Ale czy jemu naprawdę zależy? Pamiętała wzrok, którym pożerał Harry'ego. Pamiętała bardzo wiele szczegółów, które wcześniej wydawały się nieistotne, ale teraz, kiedy znała już klucz, potrafiła odczytać elementy tej skomplikowanej układanki. Największy problem stanowiło jednak dopasowanie ich do siebie. Gdyby chociaż znalazła jakiś narożny fragment...

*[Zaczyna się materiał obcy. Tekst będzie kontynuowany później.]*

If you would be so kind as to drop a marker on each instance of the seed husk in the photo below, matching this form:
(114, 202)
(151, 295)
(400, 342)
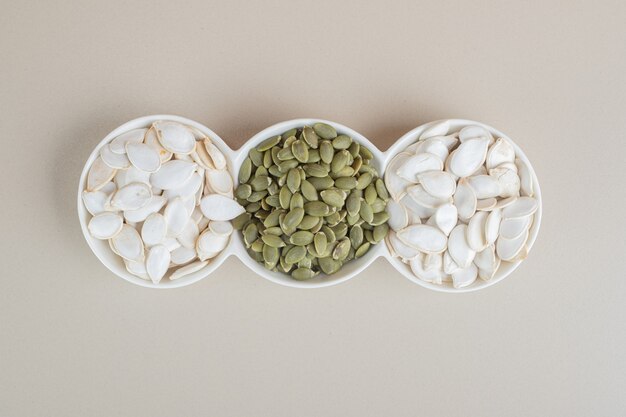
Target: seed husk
(273, 241)
(380, 232)
(363, 181)
(301, 238)
(245, 171)
(243, 191)
(268, 143)
(309, 135)
(325, 131)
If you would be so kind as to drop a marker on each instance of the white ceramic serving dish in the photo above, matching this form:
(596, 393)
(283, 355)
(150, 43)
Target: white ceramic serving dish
(506, 268)
(236, 246)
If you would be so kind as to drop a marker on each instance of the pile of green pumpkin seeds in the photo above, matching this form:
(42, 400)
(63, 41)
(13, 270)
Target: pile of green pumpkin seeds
(312, 200)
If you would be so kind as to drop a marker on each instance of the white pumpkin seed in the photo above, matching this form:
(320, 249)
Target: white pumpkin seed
(105, 225)
(189, 269)
(157, 262)
(118, 145)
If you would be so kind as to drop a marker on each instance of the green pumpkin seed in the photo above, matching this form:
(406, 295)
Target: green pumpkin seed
(325, 131)
(273, 200)
(363, 181)
(329, 265)
(257, 196)
(314, 156)
(272, 219)
(270, 254)
(315, 170)
(356, 236)
(250, 234)
(253, 207)
(310, 137)
(380, 218)
(293, 218)
(245, 171)
(256, 157)
(362, 250)
(273, 241)
(240, 221)
(285, 154)
(341, 250)
(308, 222)
(301, 238)
(276, 231)
(366, 213)
(316, 208)
(342, 142)
(243, 191)
(285, 166)
(370, 194)
(345, 183)
(354, 149)
(320, 242)
(327, 152)
(322, 183)
(380, 231)
(300, 151)
(333, 197)
(293, 180)
(308, 190)
(268, 143)
(295, 254)
(260, 183)
(381, 190)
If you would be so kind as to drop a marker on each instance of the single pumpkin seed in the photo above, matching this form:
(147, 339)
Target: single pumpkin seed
(293, 180)
(301, 238)
(295, 254)
(366, 213)
(362, 250)
(243, 191)
(356, 236)
(310, 137)
(300, 151)
(345, 183)
(273, 241)
(245, 171)
(316, 208)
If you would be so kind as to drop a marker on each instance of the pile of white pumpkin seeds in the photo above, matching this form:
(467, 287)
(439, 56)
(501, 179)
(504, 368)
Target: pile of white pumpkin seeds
(313, 202)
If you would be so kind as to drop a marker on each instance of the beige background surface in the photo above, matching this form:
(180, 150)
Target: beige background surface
(77, 341)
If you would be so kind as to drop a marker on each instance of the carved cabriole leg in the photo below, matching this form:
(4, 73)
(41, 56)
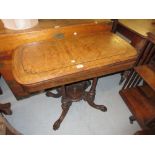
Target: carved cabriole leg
(66, 103)
(124, 76)
(90, 97)
(132, 119)
(57, 95)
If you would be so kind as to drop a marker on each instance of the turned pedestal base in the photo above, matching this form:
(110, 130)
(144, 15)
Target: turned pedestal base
(73, 93)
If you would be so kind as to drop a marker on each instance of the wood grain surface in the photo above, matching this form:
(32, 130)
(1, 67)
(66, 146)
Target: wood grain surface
(75, 58)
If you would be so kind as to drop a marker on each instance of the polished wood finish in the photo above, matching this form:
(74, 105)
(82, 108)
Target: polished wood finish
(73, 93)
(142, 107)
(136, 31)
(148, 74)
(73, 59)
(64, 61)
(45, 30)
(141, 99)
(0, 87)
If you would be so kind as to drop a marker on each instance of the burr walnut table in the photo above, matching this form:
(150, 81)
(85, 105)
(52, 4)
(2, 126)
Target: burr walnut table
(68, 64)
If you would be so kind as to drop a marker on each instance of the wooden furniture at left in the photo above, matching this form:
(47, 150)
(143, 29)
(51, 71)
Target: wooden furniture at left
(46, 29)
(69, 63)
(5, 127)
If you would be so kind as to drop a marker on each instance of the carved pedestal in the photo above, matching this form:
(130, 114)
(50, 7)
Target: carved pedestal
(73, 93)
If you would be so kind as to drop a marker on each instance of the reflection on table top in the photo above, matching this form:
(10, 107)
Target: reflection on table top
(40, 61)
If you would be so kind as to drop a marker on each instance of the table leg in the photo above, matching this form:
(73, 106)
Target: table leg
(90, 97)
(66, 103)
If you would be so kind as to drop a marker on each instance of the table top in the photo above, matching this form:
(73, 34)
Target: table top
(63, 58)
(141, 26)
(51, 23)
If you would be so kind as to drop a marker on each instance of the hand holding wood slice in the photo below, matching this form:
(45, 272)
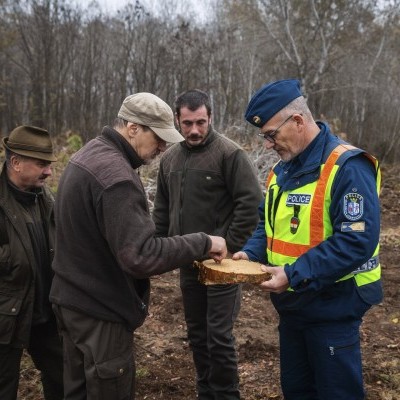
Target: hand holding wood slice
(230, 271)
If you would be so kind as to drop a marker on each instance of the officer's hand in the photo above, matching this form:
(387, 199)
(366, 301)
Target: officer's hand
(240, 255)
(218, 249)
(278, 283)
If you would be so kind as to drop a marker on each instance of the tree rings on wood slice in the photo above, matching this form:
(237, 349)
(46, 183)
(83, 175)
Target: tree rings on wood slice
(230, 271)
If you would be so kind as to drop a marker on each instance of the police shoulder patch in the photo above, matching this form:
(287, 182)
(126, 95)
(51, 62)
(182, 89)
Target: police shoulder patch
(353, 206)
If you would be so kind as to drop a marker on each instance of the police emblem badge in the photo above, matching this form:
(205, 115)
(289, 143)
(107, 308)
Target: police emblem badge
(256, 119)
(353, 206)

Jeżeli komuś na kimś zależy... - myślała, siekając składniki i w ogóle nie zwracając uwagi na to, w jaki sposób to robi - ...to czy mógłby zranić tego kogoś aż tak dogłębnie? Przeczytała kiedyś - teraz już nie pamiętała, gdzie - że najbardziej ranimy tych, na których nam zależy. Ale dlaczego? W odruchu samoobrony? Najpierw ja ciebie zranię, zanim ty zranisz mnie? Nie, to było głupie. I nie pasowało. Nie tutaj. Co prawda, kompletnie nie miała pojęcia, co pomiędzy nimi zaszło, więc mogła jedynie zgadywać i opierać się na przypuszczeniach, ale cokolwiek to było... sprawiło, że Harry otoczył się grubą skorupą, twardą i zimną jak stal, żeby już nikt się do niego nie zbliżył i zamknął się w niej, całkowicie odcinając dostęp do swojej osoby. Ale przecież Harry wciąż tam jest. Ukryty. Niewidoczny. Schowany. I podejrzewała, że długo w tej skorupie nie wytrzyma. Zacznie się w niej dusić. Zacznie mu brakować powietrza. W końcu zawsze przychodzi taki moment, kiedy nawet najtwardsza skorupa pęka i wszystko, co się pod nią kryje, wydostaje się na zewnątrz.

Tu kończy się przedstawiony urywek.